How we reconcile reality TV stars' alleged moral transgressions

25 January 2022

Dr Charlie Crimston from UQ's School of Psychology featured in an ABC article discussing how people feel 'betrayed' by reality TV stars when they are accused of moral transgressions.

The article talks about Netflix docuseries Cheer and the fallout of former Navarro cheerleader Jerry Harris, which forces co-stars and viewers alike to wrestle with the complex moral dilemma of how we should react when someone we admired is charged with a heinous crime. 

It's often easy to put scepticism aside when we're immersed in a character's backstory or rooting for them to succeed, and according to Dr Crimston that's why a reality TV star's alleged transgression can hit us hard.

"It's more emotionally impactful when there's that sense that we've been betrayed," Dr Crimston says.

"We felt we've really gotten to know someone.
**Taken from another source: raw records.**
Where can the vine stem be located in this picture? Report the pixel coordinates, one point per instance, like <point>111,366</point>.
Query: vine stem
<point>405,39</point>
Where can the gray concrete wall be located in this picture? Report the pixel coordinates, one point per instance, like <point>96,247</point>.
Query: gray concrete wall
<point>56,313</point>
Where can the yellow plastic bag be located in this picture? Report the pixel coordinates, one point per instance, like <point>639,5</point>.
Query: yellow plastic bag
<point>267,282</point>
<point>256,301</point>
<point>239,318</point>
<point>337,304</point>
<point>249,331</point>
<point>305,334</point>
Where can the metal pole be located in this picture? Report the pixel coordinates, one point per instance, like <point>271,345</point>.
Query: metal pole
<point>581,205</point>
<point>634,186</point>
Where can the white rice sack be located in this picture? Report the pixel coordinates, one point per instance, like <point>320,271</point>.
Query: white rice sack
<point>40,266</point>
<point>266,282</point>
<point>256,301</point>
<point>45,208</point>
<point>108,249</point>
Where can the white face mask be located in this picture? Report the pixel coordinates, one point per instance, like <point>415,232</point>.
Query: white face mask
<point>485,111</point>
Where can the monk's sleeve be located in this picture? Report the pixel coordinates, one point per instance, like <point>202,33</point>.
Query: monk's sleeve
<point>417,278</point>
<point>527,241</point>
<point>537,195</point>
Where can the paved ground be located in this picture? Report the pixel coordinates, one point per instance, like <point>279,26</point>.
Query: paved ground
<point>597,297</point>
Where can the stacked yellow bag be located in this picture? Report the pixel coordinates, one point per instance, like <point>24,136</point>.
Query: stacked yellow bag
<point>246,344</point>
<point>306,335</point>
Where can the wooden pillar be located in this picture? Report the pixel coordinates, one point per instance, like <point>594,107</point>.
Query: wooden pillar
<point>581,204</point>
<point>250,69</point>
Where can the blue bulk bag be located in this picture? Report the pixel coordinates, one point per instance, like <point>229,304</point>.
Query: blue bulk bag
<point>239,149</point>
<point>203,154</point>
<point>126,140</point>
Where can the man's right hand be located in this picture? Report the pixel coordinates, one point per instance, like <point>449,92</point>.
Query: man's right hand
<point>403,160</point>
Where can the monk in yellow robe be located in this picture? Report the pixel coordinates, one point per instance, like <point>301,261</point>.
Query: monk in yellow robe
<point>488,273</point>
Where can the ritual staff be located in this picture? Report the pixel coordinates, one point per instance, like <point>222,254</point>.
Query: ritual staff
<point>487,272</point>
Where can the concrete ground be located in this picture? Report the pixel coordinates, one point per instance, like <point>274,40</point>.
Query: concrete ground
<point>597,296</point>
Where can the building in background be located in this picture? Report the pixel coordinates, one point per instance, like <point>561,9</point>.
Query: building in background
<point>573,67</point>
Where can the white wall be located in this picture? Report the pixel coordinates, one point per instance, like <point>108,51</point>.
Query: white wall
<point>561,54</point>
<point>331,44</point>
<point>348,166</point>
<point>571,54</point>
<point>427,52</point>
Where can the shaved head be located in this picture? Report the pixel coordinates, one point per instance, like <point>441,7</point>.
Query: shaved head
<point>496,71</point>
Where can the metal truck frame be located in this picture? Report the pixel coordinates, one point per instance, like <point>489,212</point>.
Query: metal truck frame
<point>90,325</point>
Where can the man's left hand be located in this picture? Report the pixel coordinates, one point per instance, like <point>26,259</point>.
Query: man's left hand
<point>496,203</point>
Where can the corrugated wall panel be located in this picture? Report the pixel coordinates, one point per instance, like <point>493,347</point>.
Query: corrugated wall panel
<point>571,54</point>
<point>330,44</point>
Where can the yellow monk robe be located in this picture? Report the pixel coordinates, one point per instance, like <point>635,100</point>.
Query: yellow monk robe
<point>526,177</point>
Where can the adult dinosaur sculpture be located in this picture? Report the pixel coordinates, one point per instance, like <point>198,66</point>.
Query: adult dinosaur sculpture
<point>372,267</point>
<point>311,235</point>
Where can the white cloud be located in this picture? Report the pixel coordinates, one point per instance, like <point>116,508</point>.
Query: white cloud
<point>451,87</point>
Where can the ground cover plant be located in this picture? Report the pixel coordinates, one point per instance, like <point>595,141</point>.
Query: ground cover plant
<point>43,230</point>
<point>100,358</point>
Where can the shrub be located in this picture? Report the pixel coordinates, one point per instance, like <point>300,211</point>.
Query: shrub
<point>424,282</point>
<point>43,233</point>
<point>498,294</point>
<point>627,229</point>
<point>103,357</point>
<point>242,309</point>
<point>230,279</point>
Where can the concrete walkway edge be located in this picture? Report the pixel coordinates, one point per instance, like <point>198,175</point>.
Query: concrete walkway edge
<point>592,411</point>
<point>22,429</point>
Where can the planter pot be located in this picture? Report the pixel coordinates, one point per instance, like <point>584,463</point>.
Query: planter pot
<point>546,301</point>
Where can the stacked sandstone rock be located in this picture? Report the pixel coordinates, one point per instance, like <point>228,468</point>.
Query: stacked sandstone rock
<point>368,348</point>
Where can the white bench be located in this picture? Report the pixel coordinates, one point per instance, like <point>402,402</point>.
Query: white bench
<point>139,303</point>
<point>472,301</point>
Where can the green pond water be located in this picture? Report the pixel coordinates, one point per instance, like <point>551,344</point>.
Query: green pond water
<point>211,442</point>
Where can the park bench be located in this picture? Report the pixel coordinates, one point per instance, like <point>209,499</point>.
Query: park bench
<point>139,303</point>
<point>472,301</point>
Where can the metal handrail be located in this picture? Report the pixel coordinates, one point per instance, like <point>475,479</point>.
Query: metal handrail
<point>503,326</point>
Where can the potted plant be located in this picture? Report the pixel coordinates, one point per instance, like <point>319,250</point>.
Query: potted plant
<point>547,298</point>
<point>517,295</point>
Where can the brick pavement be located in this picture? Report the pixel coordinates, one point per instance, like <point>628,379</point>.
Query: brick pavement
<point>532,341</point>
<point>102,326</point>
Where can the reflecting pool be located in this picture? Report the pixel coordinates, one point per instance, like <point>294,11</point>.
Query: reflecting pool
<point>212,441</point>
"I mean, maybe that's the question: can you ever really know someone?"

Dr Crimston says our connection to the alleged perpetrator — and the intensity of the alleged crime — affects how we respond.

"In this particular case [of Jerry Harris], there's a really strong sense of anger associated with the alleged immoral acts," she says.

Dr Crimston adds that in situations like this, feelings of "disgust" will outweigh any fondness we previously felt.